Samenhangende zaken zijn door een of meer belanghebbenden gemaakte bezwaren of ingestelde beroepen, die door het bestuursorgaan of de bestuursrechter gelijktijdig of nagenoeg gelijktijdig zijn behandeld, waarin rechtsbijstand (…) is verleend door dezelfde persoon (…) van wie de werkzaamheden in elk van de zaken nagenoeg identiek konden zijn (artikel 3, lid 2 van het Bpb).
In geschil is of voor de berekening van de proceskostenvergoeding sprake is van samenhangende zaken.
In het bestreden besluit heeft de officier van justitie gesteld dat dat het geval is en heeft een opsomming gegeven van zaken/parketnummers, die samenhangend zouden zijn met de onderhavige zaak. Die opsomming vormt, naar het oordeel van de kantonrechter, niet een onderbouwing van de stelling dat sprake is van samenhangende zaken, nu daaruit niet blijkt of in al die zaken dezelfde gemachtigde is opgetreden, wanneer die beroepschriften zijn ingediend, wanneer deze door de officier van justitie zijn behandeld en evenmin of de werkzaamheden van de gemachtigde in die zaken nagenoeg identiek zijn geweest aan de werkzaamheden in onderhavige zaak.

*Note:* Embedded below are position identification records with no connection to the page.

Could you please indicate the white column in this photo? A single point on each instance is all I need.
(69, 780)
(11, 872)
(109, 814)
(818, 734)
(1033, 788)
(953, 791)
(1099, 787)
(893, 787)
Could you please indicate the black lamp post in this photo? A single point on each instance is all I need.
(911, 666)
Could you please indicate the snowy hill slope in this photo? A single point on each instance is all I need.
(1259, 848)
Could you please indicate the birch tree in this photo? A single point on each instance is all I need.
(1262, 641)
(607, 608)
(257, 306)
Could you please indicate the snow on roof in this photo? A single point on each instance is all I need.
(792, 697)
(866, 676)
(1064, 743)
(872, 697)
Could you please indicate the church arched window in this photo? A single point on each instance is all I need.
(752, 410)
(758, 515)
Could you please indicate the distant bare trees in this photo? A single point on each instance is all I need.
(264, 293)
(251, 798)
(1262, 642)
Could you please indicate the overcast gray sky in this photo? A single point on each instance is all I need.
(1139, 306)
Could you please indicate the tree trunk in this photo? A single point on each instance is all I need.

Het ter zitting door de officier van justitie overgelegde overzicht geeft weliswaar iets meer informatie maar vormt evenmin een dergelijke onderbouwing. Uit dat overzicht blijkt niet dat de beroepen tegen de initiële boetes op hetzelfde moment zijn ingediend, de gronden in de beroepschriften nagenoeg identiek zijn en dus ook niet dat de werkzaamheden van de gemachtigde in de onderhavige zaak nagenoeg identiek zijn aan de werkzaamheden die hij heeft uitgevoerd in de in de opsomming genoemde zaken.
Het enkele feit dat de gemachtigde -zoals de vertegenwoordiger heeft aangevoerd- gebruik maakt van standaardmotiveringen, maakt niet dat sprake is van samenhangende zaken. De beroepen bij de officier van justitie zijn op verschillende momenten (en dus niet gelijktijdig) ingediend. Zoals gemachtigde heeft aangevoerd gaat het om verschillende dossiers waarin om uiteenlopende redenen boetes zijn opgelegd en beroepen zijn ingesteld en waarin hij in iedere individuele zaak het dossier heeft moeten bestuderen en een cliëntgesprek heeft moeten voeren.
Uitgaande van het vorenstaande had de vertegenwoordiger van de officier dan ook niet tot de conclusie kunnen komen dat sprake is van samenhangende zaken in de zin van artikel 3, lid 2 van het Bpb.
De kantonrechter is gezien het bovenstaande van oordeel dat er voldoende aanleiding bestaat om het beroep gegrond te verklaren. De bestreden beslissing dient te worden vernietigd. Dat is aanleiding om aan betrokkene een proceskostenvergoeding toe te kennen.
Bij de bepaling van de hoogte van de proceskostenvergoeding houdt de kantonrechter er rekening mee dat de gemachtigde ook als zodanig optreedt in de zaken met registratienummer team straf: 9131293, 9131323 en 9131360 die op dezelfde zitting als de onderhavige zaak zijn behandeld. In deze zaken is in november en december 2020 beroep bij de kantonrechter ingediend. De aanvullende gronden van het beroep zijn in alle vier de zaken op 28 en 29 september 2021, zijnde nagenoeg dezelfde tijdstippen, ingediend en zijn in genoemde vier zaken nagenoeg identiek. Om die reden zal de kantonrechter deze vier zaken, voor wat betreft de fase bij de kantonrechter, aanmerken als samenhangende zaken.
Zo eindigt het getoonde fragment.